Commenting on the campaign, RCN Scotland director Theresa Fyffe said: “Today’s figures show the magnitude of the staffing shortage in nursing teams across Scotland’s NHS.
“But it’s not just our NHS hospital and community teams which are stretched to breaking point, those working in care homes, are under the same pressure,” said Ms Fyffe.
“It’s time for change,” she said. “Evidence shows that having the right number of nursing staff with the right skills and knowledge is linked to better outcomes.
“The bill before the Scottish parliament is an opportunity to secure change,” she said. “If we get this legislation right it will help to ensure that nursing teams have the right staff to provide safe, effective and high quality care.”
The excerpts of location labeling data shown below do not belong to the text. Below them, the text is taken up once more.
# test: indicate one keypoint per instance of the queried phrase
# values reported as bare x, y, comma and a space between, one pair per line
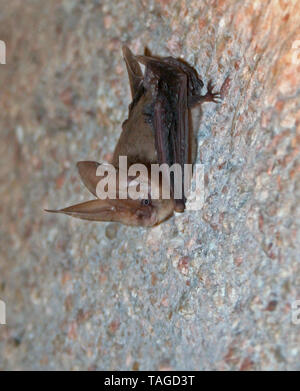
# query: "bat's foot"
210, 96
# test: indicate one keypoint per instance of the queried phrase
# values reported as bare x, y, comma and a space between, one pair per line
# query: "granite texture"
206, 290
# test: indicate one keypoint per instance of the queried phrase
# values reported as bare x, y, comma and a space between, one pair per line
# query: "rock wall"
211, 289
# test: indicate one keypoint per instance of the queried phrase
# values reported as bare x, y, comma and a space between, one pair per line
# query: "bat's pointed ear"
135, 73
87, 171
95, 210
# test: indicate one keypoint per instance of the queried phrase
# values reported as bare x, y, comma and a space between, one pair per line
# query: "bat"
157, 131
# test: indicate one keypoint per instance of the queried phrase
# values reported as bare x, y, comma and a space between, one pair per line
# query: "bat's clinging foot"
210, 96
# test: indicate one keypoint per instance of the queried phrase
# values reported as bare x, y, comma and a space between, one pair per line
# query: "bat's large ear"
87, 171
95, 210
135, 73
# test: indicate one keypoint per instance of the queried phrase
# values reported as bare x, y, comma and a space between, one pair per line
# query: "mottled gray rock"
211, 289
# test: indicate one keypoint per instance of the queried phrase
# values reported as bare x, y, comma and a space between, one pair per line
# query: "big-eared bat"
157, 131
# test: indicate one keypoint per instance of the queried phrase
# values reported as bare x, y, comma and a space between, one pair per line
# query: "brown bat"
157, 131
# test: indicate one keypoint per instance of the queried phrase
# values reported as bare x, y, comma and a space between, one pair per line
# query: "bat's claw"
211, 96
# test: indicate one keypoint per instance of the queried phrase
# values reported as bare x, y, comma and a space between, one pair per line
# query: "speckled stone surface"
211, 289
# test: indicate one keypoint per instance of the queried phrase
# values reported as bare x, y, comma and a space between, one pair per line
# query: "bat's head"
135, 211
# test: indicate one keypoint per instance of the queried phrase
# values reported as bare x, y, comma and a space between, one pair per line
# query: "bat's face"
143, 211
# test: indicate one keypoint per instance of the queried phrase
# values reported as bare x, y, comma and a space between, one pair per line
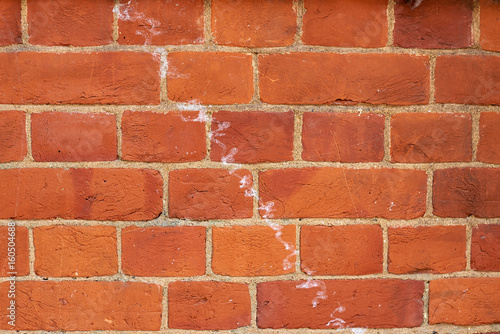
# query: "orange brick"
253, 250
208, 305
163, 251
66, 22
254, 23
344, 137
210, 77
62, 136
13, 145
427, 249
252, 136
341, 250
84, 306
355, 23
162, 137
75, 251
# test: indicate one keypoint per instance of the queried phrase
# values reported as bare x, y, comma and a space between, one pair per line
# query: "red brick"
468, 79
254, 23
84, 306
427, 249
433, 24
355, 23
464, 301
73, 251
341, 250
96, 194
163, 251
431, 137
10, 22
490, 25
463, 192
12, 135
327, 78
61, 136
208, 305
340, 304
160, 22
210, 194
162, 137
252, 136
253, 250
338, 192
344, 137
66, 22
210, 77
485, 249
21, 261
79, 78
488, 148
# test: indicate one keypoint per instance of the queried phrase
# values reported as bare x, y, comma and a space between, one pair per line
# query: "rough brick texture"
64, 22
42, 78
60, 136
339, 304
485, 248
253, 23
99, 194
323, 78
74, 251
208, 305
464, 301
463, 192
435, 137
13, 145
84, 305
344, 137
341, 250
340, 192
252, 137
345, 23
210, 194
151, 136
427, 249
253, 250
433, 24
163, 251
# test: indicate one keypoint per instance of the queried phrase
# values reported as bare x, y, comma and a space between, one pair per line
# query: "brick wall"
214, 165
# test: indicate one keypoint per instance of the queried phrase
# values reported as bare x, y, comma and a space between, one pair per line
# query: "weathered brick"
74, 251
62, 136
163, 251
463, 192
464, 301
427, 249
253, 250
210, 194
327, 78
79, 78
344, 137
96, 194
340, 304
338, 192
163, 137
252, 136
208, 305
431, 137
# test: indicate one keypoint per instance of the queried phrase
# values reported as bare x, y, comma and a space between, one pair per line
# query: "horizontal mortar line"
206, 164
294, 276
189, 107
299, 222
239, 49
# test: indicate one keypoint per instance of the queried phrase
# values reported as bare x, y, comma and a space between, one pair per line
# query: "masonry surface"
285, 166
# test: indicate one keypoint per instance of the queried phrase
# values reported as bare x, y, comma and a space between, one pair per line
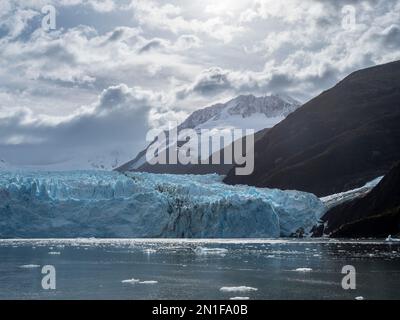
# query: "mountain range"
338, 141
243, 112
377, 214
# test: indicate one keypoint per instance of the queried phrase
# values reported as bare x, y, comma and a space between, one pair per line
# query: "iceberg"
142, 205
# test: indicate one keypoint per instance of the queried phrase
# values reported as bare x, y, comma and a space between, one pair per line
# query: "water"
188, 269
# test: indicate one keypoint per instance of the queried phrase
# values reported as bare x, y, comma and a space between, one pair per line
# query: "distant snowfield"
141, 205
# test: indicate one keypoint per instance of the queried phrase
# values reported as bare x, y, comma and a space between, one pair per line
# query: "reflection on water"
198, 269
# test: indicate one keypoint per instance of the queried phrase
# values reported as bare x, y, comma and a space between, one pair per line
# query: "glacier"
105, 204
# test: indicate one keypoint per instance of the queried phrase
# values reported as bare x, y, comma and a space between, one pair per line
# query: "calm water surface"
198, 269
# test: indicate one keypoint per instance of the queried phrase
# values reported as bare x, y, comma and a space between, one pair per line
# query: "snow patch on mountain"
243, 112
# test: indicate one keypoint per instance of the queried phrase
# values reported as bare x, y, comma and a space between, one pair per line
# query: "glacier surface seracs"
142, 205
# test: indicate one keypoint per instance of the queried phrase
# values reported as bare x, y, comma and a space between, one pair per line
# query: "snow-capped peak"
245, 106
243, 112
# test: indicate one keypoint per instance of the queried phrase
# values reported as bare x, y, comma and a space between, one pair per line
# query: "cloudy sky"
111, 70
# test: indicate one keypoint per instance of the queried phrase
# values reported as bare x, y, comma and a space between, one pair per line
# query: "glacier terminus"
143, 205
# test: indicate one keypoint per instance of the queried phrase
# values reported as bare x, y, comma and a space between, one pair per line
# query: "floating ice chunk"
29, 266
131, 281
149, 251
206, 251
148, 282
238, 289
390, 239
303, 270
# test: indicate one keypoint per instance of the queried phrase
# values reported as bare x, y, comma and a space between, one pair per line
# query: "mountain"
243, 112
338, 141
375, 215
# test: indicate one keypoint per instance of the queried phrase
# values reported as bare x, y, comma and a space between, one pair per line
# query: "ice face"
142, 205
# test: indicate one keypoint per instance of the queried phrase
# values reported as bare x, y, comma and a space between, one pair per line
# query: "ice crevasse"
135, 205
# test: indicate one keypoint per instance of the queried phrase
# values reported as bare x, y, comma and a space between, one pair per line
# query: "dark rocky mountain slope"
338, 141
375, 215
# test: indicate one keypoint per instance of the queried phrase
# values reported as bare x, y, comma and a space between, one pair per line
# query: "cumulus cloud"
118, 121
113, 68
She added: “That’s why we’re asking members of the public, to make their voices heard loud and clear so that their expectations of care are met in reality.”
Scottish Liberal Democrat health spokesman Alex Cole-Hamilton criticised the government for “haphazard and short-sighted” workforce planning in the wake of the new figures.
“The persistently high levels of vacancies in our health service puts unimaginable strain on existing staff”
Mr Cole-Hamilton said: “The persistently high levels of vacancies in our health service puts unimaginable strain on existing staff.
“The Scottish National Party’s haphazard and short-sighted workforce planning has left doctors and nurses picking up the slack,” he said.
He added: “The Liberal Democrats want to see the health minister publish an annual report on workforce planning and lead an annual debate on it at parliament.”
But Scottish health secretary Jeane Freeman highlighted the six consecutive years of growth in workforce numbers, stating “The number of people working in our health service is at historically high levels.”
“Under this government the number of whole time equivalent (WTE) qualified nurses and midwives has increased by 5.7% and the number of WTE consultants has risen by 48.3% over the same period,” she said.
“Through our recently introduced draft legislation for health boards and care providers to have appropriate staffing in place, and our on-going investment in the NHS, we will ensure that patients will continue to receive safe, high quality,” she added.